In democratic societies, public work is done under public scrutiny. Taxpayers have constitutional rights to review budgets and complain to elected politicians.

Private citizens and companies have privacy, instead, as the "public" and "private" word suggest.

In dictatorships it's the other way around.


Constitutional rights? Doubt it.


Sorry but if the public fund it they should be able to see it, what's the point to pay blindly ?


"With that level of visibility ("down to an invoice"), it's easy for people to take up pitch forks"

I find this reasoning downright despicable. "Not publishing the data because someone might complain"? Seriously? That is the very reason it should be published, to enable constructive criticism.

I agree people might start nitpicking on minor stuff. But it seems the positive outcomes of being 100% transparent would far outweighs the negative ones.


This is a ridiculous extrapolation.

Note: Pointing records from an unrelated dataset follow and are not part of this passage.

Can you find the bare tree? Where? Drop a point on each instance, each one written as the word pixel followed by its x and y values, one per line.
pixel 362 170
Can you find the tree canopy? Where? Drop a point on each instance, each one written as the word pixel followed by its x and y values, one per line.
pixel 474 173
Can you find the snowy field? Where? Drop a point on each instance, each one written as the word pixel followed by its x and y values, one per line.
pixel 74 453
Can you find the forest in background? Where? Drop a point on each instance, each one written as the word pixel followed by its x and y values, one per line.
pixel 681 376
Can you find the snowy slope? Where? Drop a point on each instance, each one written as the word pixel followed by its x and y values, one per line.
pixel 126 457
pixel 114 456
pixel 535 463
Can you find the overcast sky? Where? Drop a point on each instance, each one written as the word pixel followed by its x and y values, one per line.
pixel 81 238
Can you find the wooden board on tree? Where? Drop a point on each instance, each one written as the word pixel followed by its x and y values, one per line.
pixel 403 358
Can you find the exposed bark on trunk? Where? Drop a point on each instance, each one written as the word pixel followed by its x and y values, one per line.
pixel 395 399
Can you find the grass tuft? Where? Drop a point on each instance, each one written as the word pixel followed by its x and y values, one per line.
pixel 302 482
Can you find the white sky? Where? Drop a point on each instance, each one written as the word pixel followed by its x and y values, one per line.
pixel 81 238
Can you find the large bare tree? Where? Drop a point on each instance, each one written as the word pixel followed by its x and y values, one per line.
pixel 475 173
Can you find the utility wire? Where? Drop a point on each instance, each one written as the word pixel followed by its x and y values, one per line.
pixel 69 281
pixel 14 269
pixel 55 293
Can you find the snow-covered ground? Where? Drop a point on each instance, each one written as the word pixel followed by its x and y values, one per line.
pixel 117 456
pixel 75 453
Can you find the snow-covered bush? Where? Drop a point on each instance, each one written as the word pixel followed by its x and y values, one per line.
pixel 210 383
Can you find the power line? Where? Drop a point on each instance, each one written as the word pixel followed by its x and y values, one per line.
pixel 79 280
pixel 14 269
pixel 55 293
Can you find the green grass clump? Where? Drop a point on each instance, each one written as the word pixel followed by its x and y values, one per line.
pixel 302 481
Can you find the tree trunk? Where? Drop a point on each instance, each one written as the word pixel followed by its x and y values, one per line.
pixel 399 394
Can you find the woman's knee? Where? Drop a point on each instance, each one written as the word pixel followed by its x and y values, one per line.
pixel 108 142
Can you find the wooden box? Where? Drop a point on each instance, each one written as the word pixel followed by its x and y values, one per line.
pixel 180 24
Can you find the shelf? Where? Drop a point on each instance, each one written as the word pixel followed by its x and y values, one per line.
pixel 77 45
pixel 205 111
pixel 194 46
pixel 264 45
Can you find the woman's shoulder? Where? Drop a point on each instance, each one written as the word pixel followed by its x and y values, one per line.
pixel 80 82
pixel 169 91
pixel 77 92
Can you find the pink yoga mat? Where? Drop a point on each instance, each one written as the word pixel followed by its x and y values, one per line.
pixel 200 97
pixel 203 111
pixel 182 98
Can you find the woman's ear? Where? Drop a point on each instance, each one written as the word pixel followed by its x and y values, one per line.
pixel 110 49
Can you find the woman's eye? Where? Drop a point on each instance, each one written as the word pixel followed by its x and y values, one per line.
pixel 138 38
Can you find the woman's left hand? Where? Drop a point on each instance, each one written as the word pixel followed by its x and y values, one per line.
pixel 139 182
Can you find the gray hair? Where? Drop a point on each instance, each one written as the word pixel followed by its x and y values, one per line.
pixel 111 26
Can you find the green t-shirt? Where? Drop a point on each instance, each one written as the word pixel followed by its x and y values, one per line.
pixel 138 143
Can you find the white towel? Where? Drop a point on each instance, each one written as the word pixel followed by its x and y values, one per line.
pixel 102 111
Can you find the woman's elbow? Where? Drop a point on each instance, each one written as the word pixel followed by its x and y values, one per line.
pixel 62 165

The idea that public spending should not be public on the off chance that someone might be publicly critical of minor expenses seems like a pretty shallow reason to not give public spending more transparency.


Germany has something very similar, only in german though. It tracks income and expenses, as well as the actual and planned budgets for the past years: https://www.bundeshaushalt-info.de/


Very cool! Is the same also available for the spending of Bundeslaender as well as communities? Lots of taxes also go there.



Israel version:

budget breakdown mof.gov: https://public.tableau.com/profile/mof.budget#!/vizhome/_358...

Private initiative comparing to the previous year: http://www.obudget.org/


Norway has it as well (in Norwegian). http://slikbrukesskattepengene.no/


That is really nice.


I wonder how many Americans will see this & get confused when "Defence" isn't a main column (it's in "Other", <1% of GDP)


Probably very few. It's constantly advertised by both sides of the political spectrum that the US spends massive amounts on defense to act as world police.